Avranno pure dovuto insistere, perché a quel punto era già una star. Però, nel video, Linda non ha la fighezza di chi è cresciuta da figa delle altre. Non si accarezza narcisa le clavicole come Cindy, non si avvolge finto pudica in un lenzuolo come Christy. Linda ha ancora i capelli corti, ma non più neri e ricci come nella pubblicità del profumo: sono stirati e platino, un ciuffo particolarmente finto (certo che copierò anche quello, che domande). E ha un dolce vita nero nel cui collo nasconde la faccia, le cui maniche tira giù sui polsi come una liceale insicura. Forse lo fa per farci immedesimare. Fatto sta che è lei a fare il playback dei versi «Sa il cielo che ero solo un ragazzino che non sapeva cosa voleva diventare, ero l’orgoglio e la gioia d’ogni scolara affamata, e mi bastava: vincere la gara, avere la faccia più carina, vestiti nuovi e un appartamento costoso». Era Linda, delle cinque, quella alla quale potevamo credere se diceva che lei non sapeva fin da piccola che sarebbe stata la bella del ballo.
L’uscita conclusiva della sfilata l’avrete vista un milione di volte in questi trent’anni. Le quattro hanno vestiti corti e svolazzanti, pornoscolare molto prima di Britney Spears, e Linda è quella cui la palette assegna più carattere: è in rosso. È quella che sfila come dicesse al tizio che non l’ha voluta al liceo: sei pentito, eh?
Trent’anni dopo, a fine settembre del 2021, Linda scrive su Instagram che i suoi avvocati stanno facendo causa all’azienda che produce il macchinario che cinque anni fa l’ha sfigurata. Dovevano ucciderle le cellule adipose congelandogliele, gliele hanno moltiplicate. Sotto il suo post c’è la solidarietà sgrammaticata e assoluta di tutto il mondo della moda: cosa ti hanno fatto, amica mia, fagliela pagare (sintesi mia).

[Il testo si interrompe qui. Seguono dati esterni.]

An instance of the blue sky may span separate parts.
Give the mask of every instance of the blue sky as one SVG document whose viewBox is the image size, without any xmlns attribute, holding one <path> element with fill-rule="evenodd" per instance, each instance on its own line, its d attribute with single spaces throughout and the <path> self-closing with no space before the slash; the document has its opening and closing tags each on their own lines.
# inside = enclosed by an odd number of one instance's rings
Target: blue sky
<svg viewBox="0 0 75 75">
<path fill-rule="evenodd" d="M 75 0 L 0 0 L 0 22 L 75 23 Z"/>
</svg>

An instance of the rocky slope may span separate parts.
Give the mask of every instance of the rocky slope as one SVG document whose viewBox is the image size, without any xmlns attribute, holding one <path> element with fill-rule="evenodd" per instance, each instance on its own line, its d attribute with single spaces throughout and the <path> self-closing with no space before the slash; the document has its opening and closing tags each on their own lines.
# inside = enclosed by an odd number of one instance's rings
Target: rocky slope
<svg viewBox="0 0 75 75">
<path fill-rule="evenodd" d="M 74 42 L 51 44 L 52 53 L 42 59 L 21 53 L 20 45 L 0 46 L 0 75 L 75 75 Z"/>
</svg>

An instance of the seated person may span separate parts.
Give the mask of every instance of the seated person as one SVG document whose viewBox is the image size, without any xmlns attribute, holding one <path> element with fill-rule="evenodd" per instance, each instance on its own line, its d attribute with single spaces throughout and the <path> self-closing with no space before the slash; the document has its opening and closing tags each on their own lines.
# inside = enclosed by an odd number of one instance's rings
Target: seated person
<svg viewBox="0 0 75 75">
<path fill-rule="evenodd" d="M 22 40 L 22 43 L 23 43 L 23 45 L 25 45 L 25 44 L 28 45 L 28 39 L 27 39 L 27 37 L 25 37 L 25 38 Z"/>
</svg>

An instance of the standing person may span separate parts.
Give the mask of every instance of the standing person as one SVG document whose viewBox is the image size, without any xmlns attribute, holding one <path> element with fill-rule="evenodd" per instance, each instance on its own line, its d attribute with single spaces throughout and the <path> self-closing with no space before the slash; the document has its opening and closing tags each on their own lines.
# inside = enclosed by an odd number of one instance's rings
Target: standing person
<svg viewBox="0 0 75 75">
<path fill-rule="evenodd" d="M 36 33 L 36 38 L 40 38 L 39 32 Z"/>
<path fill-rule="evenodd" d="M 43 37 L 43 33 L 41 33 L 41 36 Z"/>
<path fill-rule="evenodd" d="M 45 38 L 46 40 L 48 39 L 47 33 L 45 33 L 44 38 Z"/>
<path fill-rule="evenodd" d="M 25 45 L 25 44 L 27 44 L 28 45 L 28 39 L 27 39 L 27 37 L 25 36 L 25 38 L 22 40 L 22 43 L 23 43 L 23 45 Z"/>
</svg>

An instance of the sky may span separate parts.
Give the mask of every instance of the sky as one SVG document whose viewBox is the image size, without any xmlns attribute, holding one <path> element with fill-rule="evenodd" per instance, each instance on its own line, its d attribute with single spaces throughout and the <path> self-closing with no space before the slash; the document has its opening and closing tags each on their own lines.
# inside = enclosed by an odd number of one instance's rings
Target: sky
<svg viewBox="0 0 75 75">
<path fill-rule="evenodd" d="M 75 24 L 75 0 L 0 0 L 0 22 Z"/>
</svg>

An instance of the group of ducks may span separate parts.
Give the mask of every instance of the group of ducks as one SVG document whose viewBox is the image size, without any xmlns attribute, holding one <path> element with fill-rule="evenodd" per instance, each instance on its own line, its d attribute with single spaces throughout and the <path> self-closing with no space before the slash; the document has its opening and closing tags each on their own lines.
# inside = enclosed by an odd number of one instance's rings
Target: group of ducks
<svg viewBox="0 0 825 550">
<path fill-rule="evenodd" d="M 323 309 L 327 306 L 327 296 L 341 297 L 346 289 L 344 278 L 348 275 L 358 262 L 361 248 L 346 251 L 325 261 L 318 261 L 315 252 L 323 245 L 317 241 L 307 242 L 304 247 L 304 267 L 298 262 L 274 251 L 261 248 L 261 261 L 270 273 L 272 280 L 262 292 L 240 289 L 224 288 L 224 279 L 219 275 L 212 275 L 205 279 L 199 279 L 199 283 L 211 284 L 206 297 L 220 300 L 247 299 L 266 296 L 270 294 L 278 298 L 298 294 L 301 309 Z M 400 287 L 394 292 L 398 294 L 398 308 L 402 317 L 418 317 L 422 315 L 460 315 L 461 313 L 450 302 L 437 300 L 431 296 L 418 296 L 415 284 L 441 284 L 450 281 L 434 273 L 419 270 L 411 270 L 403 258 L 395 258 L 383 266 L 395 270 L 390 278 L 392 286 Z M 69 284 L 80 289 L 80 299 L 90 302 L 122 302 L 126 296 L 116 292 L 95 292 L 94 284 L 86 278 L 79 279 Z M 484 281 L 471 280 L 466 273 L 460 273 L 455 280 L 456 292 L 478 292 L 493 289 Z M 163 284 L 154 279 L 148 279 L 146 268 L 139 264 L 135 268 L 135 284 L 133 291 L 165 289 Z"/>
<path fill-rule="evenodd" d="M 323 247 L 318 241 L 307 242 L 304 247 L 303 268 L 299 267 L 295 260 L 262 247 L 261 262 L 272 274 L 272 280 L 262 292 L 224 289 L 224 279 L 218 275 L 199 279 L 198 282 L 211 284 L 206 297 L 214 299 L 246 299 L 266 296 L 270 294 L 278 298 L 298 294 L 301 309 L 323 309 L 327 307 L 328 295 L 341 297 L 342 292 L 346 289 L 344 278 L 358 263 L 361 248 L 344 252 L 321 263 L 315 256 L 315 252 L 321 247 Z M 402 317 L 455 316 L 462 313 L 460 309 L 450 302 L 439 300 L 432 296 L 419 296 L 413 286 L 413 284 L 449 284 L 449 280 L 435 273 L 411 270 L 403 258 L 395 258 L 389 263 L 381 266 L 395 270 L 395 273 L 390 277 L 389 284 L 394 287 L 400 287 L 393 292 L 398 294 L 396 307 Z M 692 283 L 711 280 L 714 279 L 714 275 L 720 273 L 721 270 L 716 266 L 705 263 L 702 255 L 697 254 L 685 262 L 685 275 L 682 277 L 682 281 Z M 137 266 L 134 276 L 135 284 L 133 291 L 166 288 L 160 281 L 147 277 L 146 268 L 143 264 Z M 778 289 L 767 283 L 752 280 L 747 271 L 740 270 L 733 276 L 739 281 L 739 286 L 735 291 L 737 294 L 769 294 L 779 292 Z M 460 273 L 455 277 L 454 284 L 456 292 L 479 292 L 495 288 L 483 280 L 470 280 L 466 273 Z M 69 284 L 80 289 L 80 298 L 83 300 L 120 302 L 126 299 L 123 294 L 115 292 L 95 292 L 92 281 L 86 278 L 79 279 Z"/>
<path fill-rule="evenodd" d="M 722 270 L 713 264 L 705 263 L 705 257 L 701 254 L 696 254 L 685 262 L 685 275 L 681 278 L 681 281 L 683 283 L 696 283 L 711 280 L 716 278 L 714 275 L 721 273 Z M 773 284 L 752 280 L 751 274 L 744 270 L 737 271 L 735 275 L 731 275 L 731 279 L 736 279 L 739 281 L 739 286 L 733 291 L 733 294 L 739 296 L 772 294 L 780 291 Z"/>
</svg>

Noi mortali non capiamo. Sono molto più di cinque anni che girano foto di Linda grassa, in maniera piuttosto uniforme: sembra più una di noi cui piacciono i bucatini, che la vittima d’un trattamento estetico localizzato.
Lo scorso weekend il New York Times pubblica una riflessione piena di banalità sulla bellezza femminile e la sua schiavitù (come se Alain Delon o Robert Redford avessero fatto carriera per le loro doti interiori). Riferiscono quella che pare essere la versione dei fatti di Linda: non solo il macchinario le ha provocato l’effetto imprevisto di formare nuovi blocchi di grasso inamovibili anche chirurgicamente (ma com’è possibile?), ma questi blocchi sono parallelepipedi: hanno cioè la forma dello strumento che avrebbe dovuto renderla di nuovo la venticinquenne che tenevamo sui muri delle camerette.
Sembra una versione dei fatti abbastanza fantascientifica, ma tutte si precipitano a solidarizzare. Giacché neanche le corna l’umanità teme quanto il grasso, su nessuna disgrazia proietta l’orrore del «mioddio se succedesse a me» come sull’ingrassare. Nessun destino sembra più atroce di quello della bella che può partecipare al commercio del sé solo instagrammando foto antiche, giacché le forme nuove sono troppo impresentabili per cavarsela coi filtri e l’angolazione.
La più gran fortuna che sia capitata a Brigitte Bardot è stata invecchiare e sfasciarsi quando non esisteva Instagram, e quando la dolenza non doveva essere condivisa. Non sapremo mai se le sia importato o no, non sentiremo mai il dovere civile di mettere i cuoricini al lutto del suo perduto girovita.
Un paio di settimane fa India Knight, sul Sunday Times, notava che i commenti al primo post, quello in cui Linda annunciava che l’avevano sfigurata, era chiusa in casa a vergognarsi da anni, e ora avrebbe fatto causa, sembravano le cose che dici quando una muore. Ma lei non è mica morta, protestava. Ingenuamente. C’è differenza, nel secolo che hanno fondato loro in quegli anni, tra essere morta e non essere instagrammabile?